The last place that changes come from is from heat. Heat creates unstable aldehydes that degrade over time, though this doesn't appear to be an issue in malting, but rather boiling. You may have been told at some point to ensure your boil is "robust" but that's not an invitation to crank the heat as much as possible. The key is the temperature differential between the heating source (element, direct fire or jacket) and the liquid inside. Circulation also helps improve the chances that fewer aldehydes will form, at least until the boil starts in earnest as there is a much more even heat. Here, homebrewers have an advantage over commercial brewers as they have a smaller volume of liquid to heat and circulation is much easier and more effective. Most of us never get to the scorching stage, but nonetheless, the slower the rise, the better.

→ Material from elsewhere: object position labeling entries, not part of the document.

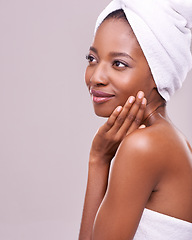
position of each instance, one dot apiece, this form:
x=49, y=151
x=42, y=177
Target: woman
x=147, y=192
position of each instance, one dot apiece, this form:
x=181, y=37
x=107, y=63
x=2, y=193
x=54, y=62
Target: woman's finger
x=139, y=117
x=111, y=120
x=133, y=116
x=122, y=116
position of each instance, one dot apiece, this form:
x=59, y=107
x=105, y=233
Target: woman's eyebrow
x=120, y=54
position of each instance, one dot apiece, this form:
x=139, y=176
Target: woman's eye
x=119, y=64
x=91, y=59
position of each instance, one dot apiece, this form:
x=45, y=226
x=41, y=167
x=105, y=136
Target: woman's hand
x=122, y=122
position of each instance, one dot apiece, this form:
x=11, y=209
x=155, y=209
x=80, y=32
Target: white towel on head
x=162, y=28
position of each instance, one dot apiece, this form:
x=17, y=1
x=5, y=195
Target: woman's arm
x=136, y=171
x=121, y=122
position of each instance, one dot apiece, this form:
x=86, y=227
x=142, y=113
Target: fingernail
x=140, y=94
x=131, y=99
x=119, y=108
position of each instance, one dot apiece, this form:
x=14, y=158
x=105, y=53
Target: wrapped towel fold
x=158, y=226
x=162, y=28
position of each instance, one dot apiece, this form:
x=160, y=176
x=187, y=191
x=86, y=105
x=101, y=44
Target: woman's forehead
x=115, y=35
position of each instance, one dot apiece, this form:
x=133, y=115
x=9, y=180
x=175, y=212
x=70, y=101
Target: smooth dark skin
x=152, y=167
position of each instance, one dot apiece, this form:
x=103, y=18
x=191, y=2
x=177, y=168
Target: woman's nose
x=99, y=76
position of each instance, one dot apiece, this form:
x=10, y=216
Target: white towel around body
x=158, y=226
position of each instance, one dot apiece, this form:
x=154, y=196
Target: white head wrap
x=162, y=28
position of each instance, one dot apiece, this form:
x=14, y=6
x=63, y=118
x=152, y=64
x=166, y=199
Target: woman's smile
x=99, y=96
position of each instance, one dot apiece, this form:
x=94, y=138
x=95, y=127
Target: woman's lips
x=100, y=97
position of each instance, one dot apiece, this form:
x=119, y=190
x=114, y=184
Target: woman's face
x=117, y=67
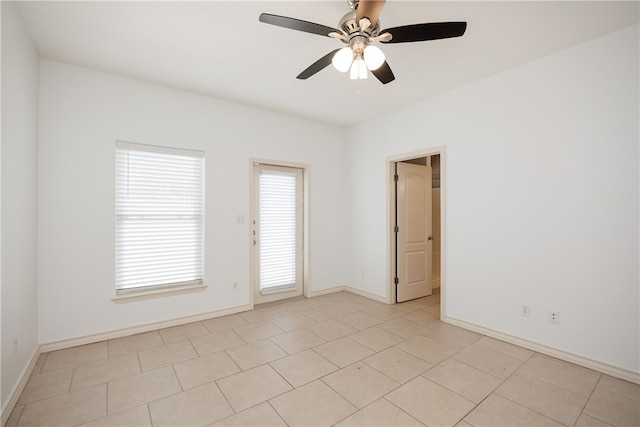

These aldehydes are responsible for a lot of the "weird" or unnamed flavours in beer where you know something is off, but you can't put your finger on it. It just doesn't taste the same as it should. These aldehydes will degrade. There is nothing you can do about it, even if you eliminate every scrap of oxygen. Your goal is simply to make sure there are fewer of them.
In short, beer is an organic product and it will degrade over time. There is much you can do to ensure that happens at a slower pace though, even at the home brew level.